The energy industry has been under mounting pressure from investors and governments to step up efforts to reduce greenhouse-gas emissions, with some spectacular victories for activists over Big Oil this week. U.S. LNG makers are seeking to green their image in order to land supply deals with environmentally conscious customers in Europe and Asia.
The Biden administration, Granholm said, is looking closely at carbon capture and sequestration technology, which would take emissions from LNG plants and other facilities, move them by pipeline and then inject them underground.
“We want to be able to promote and sell clean technologies,” Granholm said following a tour at an Air Liquide SA hydrogen plant in La Porte, Texas. “That could be natural gas that has been decarbonized, or that could be natural gas where the methane flaring has been eliminated.”

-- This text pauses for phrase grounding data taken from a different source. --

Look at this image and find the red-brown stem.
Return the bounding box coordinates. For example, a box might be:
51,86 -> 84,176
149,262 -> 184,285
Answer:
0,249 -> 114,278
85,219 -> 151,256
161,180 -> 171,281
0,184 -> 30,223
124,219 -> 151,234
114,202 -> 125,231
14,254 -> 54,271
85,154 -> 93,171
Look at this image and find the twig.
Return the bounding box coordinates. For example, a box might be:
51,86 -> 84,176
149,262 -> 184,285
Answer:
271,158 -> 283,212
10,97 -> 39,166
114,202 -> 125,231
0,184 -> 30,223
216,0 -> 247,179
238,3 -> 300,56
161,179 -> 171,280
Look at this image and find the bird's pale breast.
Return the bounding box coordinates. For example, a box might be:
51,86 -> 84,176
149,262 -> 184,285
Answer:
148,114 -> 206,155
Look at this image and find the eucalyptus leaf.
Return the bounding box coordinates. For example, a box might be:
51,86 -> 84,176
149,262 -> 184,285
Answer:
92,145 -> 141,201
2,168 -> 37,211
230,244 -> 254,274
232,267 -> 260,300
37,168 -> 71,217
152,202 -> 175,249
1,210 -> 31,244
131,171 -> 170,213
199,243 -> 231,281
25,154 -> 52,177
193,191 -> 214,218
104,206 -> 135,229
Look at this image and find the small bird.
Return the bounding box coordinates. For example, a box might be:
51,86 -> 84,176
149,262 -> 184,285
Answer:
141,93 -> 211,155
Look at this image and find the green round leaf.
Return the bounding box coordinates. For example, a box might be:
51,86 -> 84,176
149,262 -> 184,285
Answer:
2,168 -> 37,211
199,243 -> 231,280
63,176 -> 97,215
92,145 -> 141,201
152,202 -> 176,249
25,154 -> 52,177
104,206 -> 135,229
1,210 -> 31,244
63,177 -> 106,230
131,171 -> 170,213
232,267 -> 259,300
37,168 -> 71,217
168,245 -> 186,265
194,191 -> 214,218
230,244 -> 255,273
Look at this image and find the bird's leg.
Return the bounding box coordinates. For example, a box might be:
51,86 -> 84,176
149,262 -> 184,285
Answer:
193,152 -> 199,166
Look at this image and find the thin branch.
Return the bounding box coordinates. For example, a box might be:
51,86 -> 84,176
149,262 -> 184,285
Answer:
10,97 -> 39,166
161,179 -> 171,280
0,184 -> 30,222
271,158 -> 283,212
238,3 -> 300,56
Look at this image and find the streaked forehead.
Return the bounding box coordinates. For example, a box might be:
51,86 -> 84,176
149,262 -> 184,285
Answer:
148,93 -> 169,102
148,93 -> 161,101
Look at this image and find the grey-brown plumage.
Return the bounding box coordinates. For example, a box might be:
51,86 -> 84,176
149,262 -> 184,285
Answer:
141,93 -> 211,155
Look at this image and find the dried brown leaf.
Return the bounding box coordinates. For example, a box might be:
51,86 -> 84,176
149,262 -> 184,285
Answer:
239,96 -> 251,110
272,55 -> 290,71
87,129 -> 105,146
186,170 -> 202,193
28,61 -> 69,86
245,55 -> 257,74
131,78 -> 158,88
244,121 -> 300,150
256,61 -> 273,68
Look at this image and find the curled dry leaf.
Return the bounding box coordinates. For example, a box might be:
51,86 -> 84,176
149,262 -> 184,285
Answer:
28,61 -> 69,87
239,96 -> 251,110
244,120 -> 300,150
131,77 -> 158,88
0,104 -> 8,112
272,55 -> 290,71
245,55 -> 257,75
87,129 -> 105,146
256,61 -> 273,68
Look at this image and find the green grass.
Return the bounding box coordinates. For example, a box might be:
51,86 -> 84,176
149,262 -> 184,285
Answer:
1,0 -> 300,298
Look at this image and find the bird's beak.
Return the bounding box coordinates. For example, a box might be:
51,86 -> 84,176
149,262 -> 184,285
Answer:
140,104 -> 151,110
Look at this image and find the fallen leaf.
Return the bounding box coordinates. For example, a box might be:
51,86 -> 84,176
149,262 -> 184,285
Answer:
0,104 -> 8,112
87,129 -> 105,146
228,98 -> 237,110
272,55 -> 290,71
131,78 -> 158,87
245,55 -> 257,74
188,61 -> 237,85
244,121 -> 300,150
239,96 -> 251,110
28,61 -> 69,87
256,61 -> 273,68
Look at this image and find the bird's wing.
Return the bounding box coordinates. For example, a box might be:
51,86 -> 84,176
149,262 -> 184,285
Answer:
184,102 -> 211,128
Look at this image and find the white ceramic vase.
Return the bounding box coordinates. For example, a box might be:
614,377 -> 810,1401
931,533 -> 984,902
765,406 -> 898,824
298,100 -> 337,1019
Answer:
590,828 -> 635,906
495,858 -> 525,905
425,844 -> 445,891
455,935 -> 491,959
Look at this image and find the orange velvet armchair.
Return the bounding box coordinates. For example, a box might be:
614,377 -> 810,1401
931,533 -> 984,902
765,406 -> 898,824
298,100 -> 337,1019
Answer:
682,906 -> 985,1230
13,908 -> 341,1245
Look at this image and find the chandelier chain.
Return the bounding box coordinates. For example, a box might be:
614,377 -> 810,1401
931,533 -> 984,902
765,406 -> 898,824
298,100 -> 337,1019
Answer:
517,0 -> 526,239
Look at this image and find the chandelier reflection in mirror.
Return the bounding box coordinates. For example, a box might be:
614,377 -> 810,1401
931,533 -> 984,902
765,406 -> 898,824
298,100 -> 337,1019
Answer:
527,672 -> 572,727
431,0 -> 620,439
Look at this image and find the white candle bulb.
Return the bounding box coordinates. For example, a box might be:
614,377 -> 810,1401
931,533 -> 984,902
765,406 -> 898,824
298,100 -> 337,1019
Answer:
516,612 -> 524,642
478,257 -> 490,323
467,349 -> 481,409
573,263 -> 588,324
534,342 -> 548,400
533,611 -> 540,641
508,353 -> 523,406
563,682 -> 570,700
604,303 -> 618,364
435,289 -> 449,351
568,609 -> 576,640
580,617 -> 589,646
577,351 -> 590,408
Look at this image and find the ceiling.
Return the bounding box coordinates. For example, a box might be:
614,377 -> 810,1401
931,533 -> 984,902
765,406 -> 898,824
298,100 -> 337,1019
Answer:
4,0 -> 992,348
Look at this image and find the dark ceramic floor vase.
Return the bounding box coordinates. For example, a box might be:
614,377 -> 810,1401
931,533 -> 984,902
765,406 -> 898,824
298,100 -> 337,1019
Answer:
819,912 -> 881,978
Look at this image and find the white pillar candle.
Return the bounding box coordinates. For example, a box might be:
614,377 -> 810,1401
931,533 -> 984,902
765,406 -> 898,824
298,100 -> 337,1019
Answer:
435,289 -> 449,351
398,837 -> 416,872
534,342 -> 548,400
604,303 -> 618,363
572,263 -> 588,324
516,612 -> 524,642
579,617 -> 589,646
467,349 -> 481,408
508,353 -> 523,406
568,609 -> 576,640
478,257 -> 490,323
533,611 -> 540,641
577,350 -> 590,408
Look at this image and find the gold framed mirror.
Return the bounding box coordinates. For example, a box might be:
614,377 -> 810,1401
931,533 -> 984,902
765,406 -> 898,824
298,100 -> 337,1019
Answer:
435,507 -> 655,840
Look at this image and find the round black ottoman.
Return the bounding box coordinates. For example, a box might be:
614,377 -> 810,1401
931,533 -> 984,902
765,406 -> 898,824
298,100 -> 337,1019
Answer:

Houston-based Cheniere Energy Inc., the largest U.S. LNG exporter, recently announced that it would be including carbon emission tags with its cargoes, allowing customers to audit the environmental footprint of a shipment. One of the company’s LNG tankers recently participated in a study analyzing emissions on a roundtrip between Texas and Europe.

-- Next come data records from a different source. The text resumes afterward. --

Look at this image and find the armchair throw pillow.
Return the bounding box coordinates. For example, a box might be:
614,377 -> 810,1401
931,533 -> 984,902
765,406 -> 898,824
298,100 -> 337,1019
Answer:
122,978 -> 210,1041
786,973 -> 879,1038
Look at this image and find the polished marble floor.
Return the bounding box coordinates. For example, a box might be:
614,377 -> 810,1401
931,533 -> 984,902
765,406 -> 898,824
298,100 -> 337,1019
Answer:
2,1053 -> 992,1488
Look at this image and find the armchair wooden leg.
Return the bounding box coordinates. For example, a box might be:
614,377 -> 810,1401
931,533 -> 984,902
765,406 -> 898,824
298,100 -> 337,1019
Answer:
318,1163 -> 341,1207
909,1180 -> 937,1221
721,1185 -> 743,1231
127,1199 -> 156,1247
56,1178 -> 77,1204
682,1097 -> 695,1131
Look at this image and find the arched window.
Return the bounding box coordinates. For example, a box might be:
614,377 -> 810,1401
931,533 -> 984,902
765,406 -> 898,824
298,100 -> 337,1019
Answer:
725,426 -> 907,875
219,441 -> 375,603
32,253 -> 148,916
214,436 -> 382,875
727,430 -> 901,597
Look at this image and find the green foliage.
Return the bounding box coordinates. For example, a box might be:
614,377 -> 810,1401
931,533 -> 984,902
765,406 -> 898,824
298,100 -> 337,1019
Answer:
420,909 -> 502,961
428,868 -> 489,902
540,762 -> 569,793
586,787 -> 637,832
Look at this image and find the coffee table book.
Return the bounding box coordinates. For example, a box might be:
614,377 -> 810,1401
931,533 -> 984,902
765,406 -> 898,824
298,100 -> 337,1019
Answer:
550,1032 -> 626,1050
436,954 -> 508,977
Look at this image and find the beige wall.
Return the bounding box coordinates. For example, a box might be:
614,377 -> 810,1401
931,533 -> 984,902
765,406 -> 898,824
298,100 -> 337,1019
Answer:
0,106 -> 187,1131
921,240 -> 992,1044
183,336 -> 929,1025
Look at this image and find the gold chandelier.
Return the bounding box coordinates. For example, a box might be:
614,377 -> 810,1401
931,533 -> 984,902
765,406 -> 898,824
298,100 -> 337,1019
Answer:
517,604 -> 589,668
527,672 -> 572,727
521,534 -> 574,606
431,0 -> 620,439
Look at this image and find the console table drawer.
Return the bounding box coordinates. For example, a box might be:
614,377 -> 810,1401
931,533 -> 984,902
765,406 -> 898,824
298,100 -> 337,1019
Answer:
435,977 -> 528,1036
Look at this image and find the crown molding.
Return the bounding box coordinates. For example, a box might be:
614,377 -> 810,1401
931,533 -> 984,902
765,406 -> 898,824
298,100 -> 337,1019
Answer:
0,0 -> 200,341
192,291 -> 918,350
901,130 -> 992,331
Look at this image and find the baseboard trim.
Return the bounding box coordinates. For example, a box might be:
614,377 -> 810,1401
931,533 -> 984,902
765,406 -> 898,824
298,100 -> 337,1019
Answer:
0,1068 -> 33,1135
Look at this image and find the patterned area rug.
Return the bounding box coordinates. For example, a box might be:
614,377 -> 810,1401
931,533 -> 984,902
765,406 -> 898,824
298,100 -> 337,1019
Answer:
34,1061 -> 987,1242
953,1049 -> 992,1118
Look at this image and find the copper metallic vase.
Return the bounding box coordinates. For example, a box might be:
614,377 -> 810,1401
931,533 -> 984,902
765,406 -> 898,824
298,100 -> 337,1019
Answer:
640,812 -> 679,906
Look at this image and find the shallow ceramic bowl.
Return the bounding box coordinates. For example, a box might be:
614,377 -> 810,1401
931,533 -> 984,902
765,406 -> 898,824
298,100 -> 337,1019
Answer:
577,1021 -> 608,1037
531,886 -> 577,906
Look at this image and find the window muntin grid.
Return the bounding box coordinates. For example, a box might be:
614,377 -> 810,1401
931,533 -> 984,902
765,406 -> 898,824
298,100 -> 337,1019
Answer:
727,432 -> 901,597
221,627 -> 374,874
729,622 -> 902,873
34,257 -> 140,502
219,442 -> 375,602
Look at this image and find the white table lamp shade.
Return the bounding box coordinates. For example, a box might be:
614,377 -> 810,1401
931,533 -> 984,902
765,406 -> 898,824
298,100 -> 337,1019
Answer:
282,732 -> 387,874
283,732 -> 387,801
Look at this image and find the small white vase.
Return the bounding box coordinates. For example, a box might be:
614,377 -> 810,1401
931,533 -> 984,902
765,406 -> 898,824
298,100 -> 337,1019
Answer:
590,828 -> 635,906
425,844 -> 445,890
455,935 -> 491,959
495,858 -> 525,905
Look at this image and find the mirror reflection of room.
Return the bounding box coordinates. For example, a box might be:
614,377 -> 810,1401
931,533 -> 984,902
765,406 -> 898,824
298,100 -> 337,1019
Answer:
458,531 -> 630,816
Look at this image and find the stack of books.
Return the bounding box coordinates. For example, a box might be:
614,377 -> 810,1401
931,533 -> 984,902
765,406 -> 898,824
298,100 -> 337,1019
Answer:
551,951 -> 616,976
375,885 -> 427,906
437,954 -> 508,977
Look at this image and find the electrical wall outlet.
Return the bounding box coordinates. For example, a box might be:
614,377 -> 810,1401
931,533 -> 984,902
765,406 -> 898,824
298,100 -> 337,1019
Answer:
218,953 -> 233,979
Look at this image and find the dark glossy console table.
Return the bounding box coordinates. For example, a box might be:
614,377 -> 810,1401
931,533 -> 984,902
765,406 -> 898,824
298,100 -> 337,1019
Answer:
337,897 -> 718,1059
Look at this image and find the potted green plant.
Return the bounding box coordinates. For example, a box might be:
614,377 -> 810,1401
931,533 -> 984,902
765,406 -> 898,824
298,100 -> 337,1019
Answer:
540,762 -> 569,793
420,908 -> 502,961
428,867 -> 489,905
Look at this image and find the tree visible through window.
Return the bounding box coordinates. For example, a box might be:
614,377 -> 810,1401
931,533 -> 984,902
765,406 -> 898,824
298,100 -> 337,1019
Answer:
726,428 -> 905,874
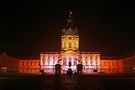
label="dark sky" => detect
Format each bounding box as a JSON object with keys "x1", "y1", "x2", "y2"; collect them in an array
[{"x1": 0, "y1": 0, "x2": 134, "y2": 56}]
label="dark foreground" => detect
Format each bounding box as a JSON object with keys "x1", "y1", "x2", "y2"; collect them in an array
[{"x1": 0, "y1": 74, "x2": 135, "y2": 90}]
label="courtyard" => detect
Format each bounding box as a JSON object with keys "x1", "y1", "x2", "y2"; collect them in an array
[{"x1": 0, "y1": 74, "x2": 135, "y2": 90}]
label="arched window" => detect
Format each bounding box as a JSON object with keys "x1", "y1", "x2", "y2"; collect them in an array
[{"x1": 63, "y1": 58, "x2": 67, "y2": 65}]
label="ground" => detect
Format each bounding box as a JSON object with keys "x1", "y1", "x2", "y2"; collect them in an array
[{"x1": 0, "y1": 74, "x2": 135, "y2": 90}]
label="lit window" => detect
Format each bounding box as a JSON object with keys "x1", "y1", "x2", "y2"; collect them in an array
[
  {"x1": 112, "y1": 62, "x2": 114, "y2": 66},
  {"x1": 91, "y1": 61, "x2": 93, "y2": 66},
  {"x1": 48, "y1": 57, "x2": 50, "y2": 65},
  {"x1": 31, "y1": 62, "x2": 32, "y2": 66},
  {"x1": 74, "y1": 58, "x2": 77, "y2": 65},
  {"x1": 85, "y1": 60, "x2": 88, "y2": 65},
  {"x1": 22, "y1": 62, "x2": 24, "y2": 66},
  {"x1": 35, "y1": 62, "x2": 37, "y2": 66},
  {"x1": 95, "y1": 57, "x2": 97, "y2": 60},
  {"x1": 116, "y1": 62, "x2": 119, "y2": 67},
  {"x1": 43, "y1": 60, "x2": 45, "y2": 65},
  {"x1": 63, "y1": 58, "x2": 67, "y2": 65},
  {"x1": 95, "y1": 61, "x2": 97, "y2": 65},
  {"x1": 104, "y1": 62, "x2": 106, "y2": 66},
  {"x1": 108, "y1": 62, "x2": 110, "y2": 66},
  {"x1": 91, "y1": 57, "x2": 93, "y2": 60},
  {"x1": 64, "y1": 42, "x2": 66, "y2": 48},
  {"x1": 29, "y1": 62, "x2": 31, "y2": 66},
  {"x1": 43, "y1": 55, "x2": 45, "y2": 61},
  {"x1": 53, "y1": 57, "x2": 55, "y2": 65},
  {"x1": 69, "y1": 42, "x2": 71, "y2": 48}
]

Arlington, Virginia-based Venture Global LNG announced Thursday that it plans to implement carbon capture and sequestration at three export terminals in Louisiana, where one is already under construction and expected to produce its first drops of the fuel later this year.
Still seeking to sell enough contracts to support its proposed Rio Grande LNG export terminal in South Texas, Houston-based LNG developer NextDecade Corp. has also pledged to add carbon capture and storage to its plant.